## Build Billboard 200 archive

> There are some significant flaws in the files resulting from these scripts that make the data fairly unusable. Since titles and artists mix quotes and include commas, columns are not parsed correctly. This could possible be fixed in the script, or after the fact, but I don't have it in me to figure it out.

The API archive goes back to April 1967.

This notebook builds a year's worth of Billboard 200 charts at a time (but could be changed to pull other charts by adjusting the `chart_type` field. The idea is to build an archive one year at a time. This allows me to fix a single year if it is a problem. And there were issues with timeouts on other charts.

A little about the [Billboard 200](https://en.wikipedia.org/wiki/Billboard_200): The chart grew from a weekly top 10 list in 1956 to become a top 200 in May 1967, and acquired its present title in March 1992. ... On April 1, 1967, the chart was expanded to 175 positions, then finally to 200 positions on May 13, 1967.

There is a rate limit on requests to the billboard site. I've had it time out after 10 requests, but I've also had it time out after one if I've run other requests recently.

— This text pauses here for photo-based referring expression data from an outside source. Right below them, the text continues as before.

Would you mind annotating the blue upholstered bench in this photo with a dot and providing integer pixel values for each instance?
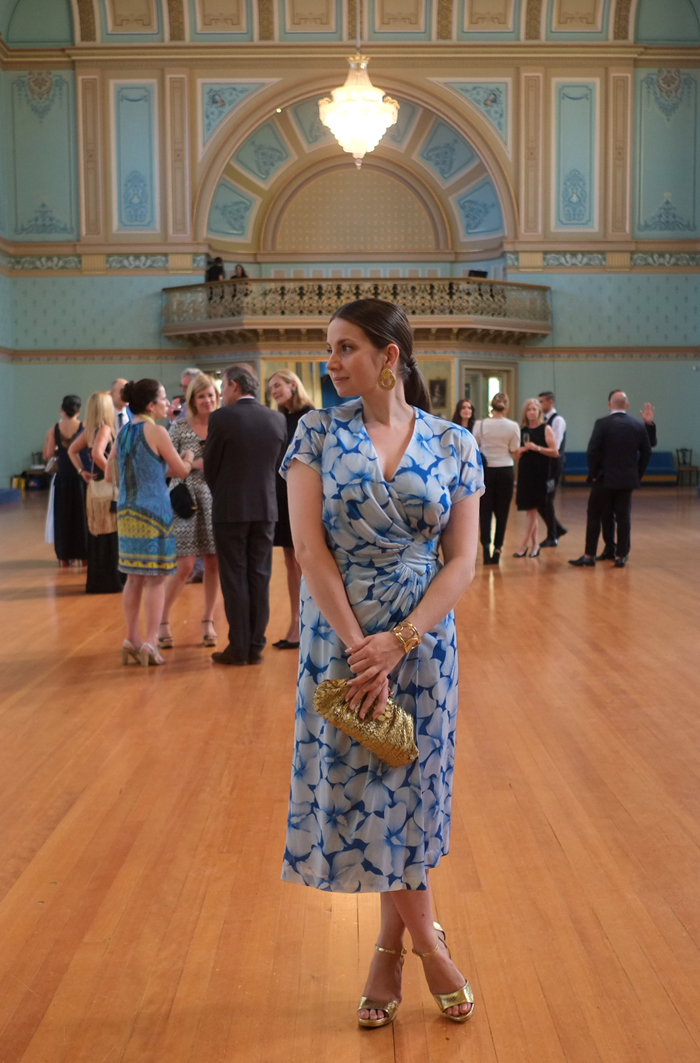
(660, 470)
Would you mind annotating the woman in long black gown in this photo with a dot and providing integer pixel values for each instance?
(534, 476)
(103, 576)
(293, 401)
(69, 517)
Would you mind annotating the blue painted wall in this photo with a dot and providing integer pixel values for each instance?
(667, 154)
(40, 168)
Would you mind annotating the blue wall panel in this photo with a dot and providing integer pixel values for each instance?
(667, 155)
(135, 162)
(575, 155)
(43, 185)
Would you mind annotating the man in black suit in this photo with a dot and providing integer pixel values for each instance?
(618, 454)
(244, 446)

For each chart, we have `chart.previousDate` to work with, which allows us to walk back in time. The loop works like this:

- Open our file
- check for the oldest date, start new if not results already
- Find the next oldest chart
- Start a loop and counter and write the results of that week's chart
- Set the chart date to the next oldest date
- Check if that is in our current year. Break if not.
- Wait a time interval and loop again if counter is not maxed

This doesn't completely solve the rate limit, but does pretty well at 10 seconds a week.


In [1]:
import billboard
from datetime import datetime, timedelta, date
import os
import pandas as pd
import time

## Settings

In [13]:
# chart type from api
chart_type = 'billboard-200'

# year we are working on
output_year = "2020"

# output path
outfilename = "../data/billboard-200-" + output_year + ".csv"

print(outfilename)

../data/billboard-200-2020.csv


## Create the file

In [14]:
# headers
header = 'date,title,artist,current,previous,peak,weeks,new\n'

# set exists flag
file_exists = os.path.exists(outfilename)

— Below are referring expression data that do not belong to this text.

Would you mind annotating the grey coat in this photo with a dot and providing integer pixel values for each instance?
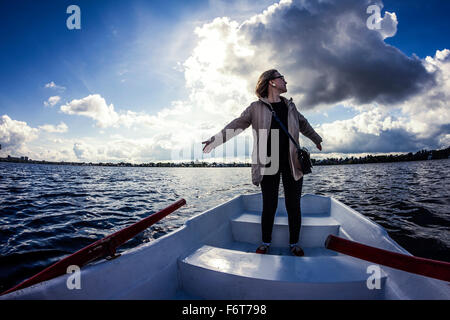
(259, 116)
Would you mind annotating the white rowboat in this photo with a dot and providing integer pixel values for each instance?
(213, 257)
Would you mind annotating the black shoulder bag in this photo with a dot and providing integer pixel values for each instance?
(302, 153)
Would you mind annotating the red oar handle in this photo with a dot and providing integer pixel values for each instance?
(426, 267)
(99, 249)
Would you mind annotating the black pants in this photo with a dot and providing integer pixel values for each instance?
(292, 192)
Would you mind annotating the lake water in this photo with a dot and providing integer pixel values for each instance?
(49, 211)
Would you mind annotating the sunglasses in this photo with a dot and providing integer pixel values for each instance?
(277, 77)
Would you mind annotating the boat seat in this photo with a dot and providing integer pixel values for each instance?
(218, 273)
(314, 230)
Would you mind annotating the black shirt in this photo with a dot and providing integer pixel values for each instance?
(281, 110)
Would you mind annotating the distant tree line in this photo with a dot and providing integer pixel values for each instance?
(420, 155)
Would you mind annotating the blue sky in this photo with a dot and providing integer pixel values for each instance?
(140, 66)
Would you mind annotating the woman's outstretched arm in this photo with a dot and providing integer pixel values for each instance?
(232, 129)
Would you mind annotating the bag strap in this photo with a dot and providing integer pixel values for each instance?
(282, 126)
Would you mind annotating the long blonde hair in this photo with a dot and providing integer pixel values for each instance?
(262, 87)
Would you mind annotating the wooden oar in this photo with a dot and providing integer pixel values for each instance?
(105, 247)
(422, 266)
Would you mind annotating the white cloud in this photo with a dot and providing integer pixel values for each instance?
(52, 101)
(53, 85)
(15, 134)
(61, 128)
(95, 107)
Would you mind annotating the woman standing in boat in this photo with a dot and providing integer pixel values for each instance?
(274, 155)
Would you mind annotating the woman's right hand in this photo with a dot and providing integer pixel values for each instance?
(208, 147)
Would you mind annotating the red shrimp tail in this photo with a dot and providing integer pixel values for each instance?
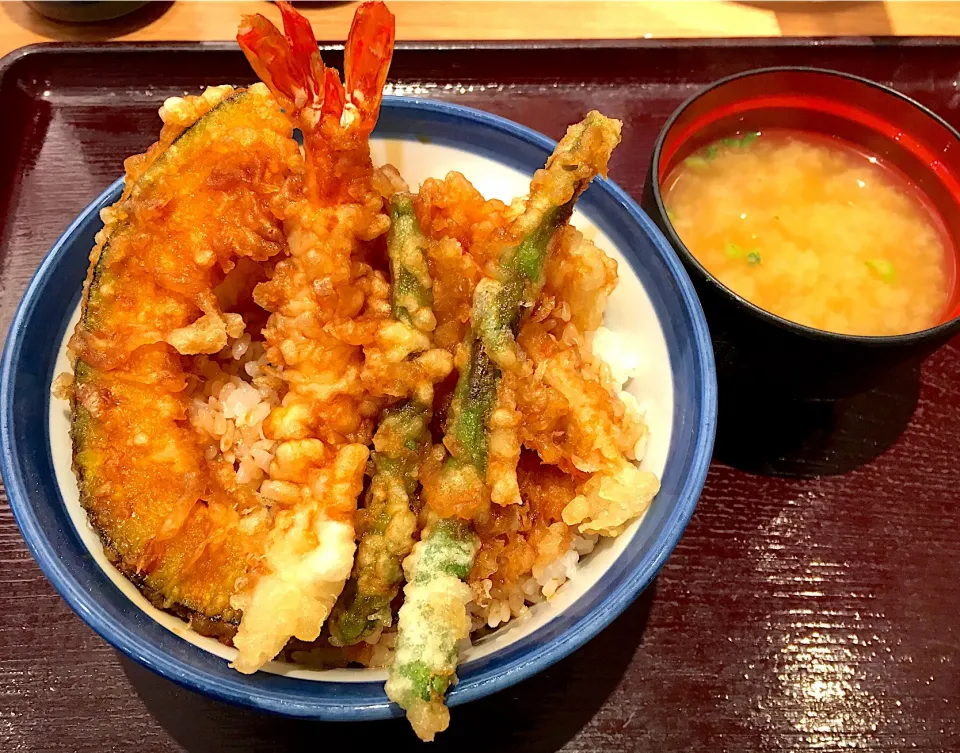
(290, 65)
(303, 43)
(367, 57)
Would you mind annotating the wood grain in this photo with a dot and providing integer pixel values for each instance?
(469, 19)
(811, 611)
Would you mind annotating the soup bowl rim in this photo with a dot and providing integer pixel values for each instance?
(813, 333)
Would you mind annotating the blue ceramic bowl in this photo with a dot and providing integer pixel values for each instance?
(40, 510)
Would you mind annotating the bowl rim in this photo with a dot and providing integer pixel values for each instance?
(139, 648)
(765, 316)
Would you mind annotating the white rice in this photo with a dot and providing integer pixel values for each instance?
(494, 607)
(231, 405)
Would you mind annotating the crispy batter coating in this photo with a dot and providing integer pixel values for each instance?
(193, 205)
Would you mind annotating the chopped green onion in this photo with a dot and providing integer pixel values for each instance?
(884, 269)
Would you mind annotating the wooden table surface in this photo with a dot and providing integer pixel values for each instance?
(812, 611)
(464, 19)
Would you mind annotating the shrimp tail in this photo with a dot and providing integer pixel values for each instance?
(367, 57)
(289, 63)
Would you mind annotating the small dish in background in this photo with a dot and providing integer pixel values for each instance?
(84, 11)
(756, 350)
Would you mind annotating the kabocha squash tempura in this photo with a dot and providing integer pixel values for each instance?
(318, 414)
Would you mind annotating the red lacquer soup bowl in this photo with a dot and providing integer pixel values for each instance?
(756, 347)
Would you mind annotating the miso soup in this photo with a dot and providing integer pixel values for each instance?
(813, 231)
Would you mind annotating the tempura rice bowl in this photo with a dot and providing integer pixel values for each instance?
(653, 314)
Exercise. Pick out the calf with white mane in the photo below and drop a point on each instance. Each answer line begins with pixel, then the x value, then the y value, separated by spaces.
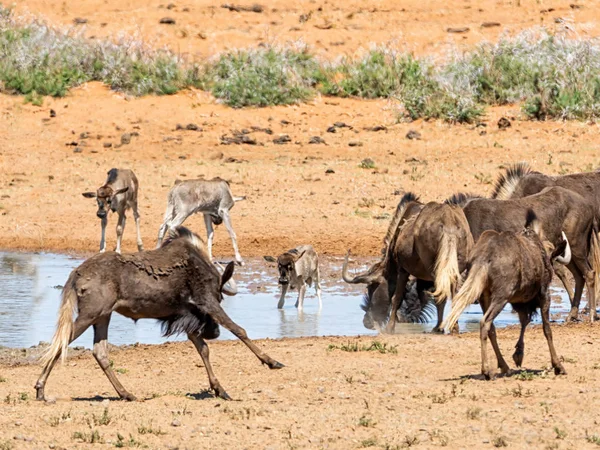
pixel 176 284
pixel 117 194
pixel 212 198
pixel 516 268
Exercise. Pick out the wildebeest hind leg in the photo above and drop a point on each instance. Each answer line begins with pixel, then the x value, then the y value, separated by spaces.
pixel 101 354
pixel 79 327
pixel 202 348
pixel 221 317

# checks if file exists and writes if not
if file_exists != True:
    with open(outfilename, 'a') as outputfile:
        outputfile.write(header)
        print("File created with header")
# checks if file empty and writes header if not
else:
    file_empty = os.stat(outfilename).st_size == 0
    if file_empty:
        with open(outfilename, 'a') as outputfile:
            outputfile.write(header)
            print("Added header")
    else:
        print("File has data")

File has data


## Chart loop

This loop checks the most recent date of the current year's file. If it is new, it starts with the last chart in December and then through older charts. If there are charts already, it picks up where it left off.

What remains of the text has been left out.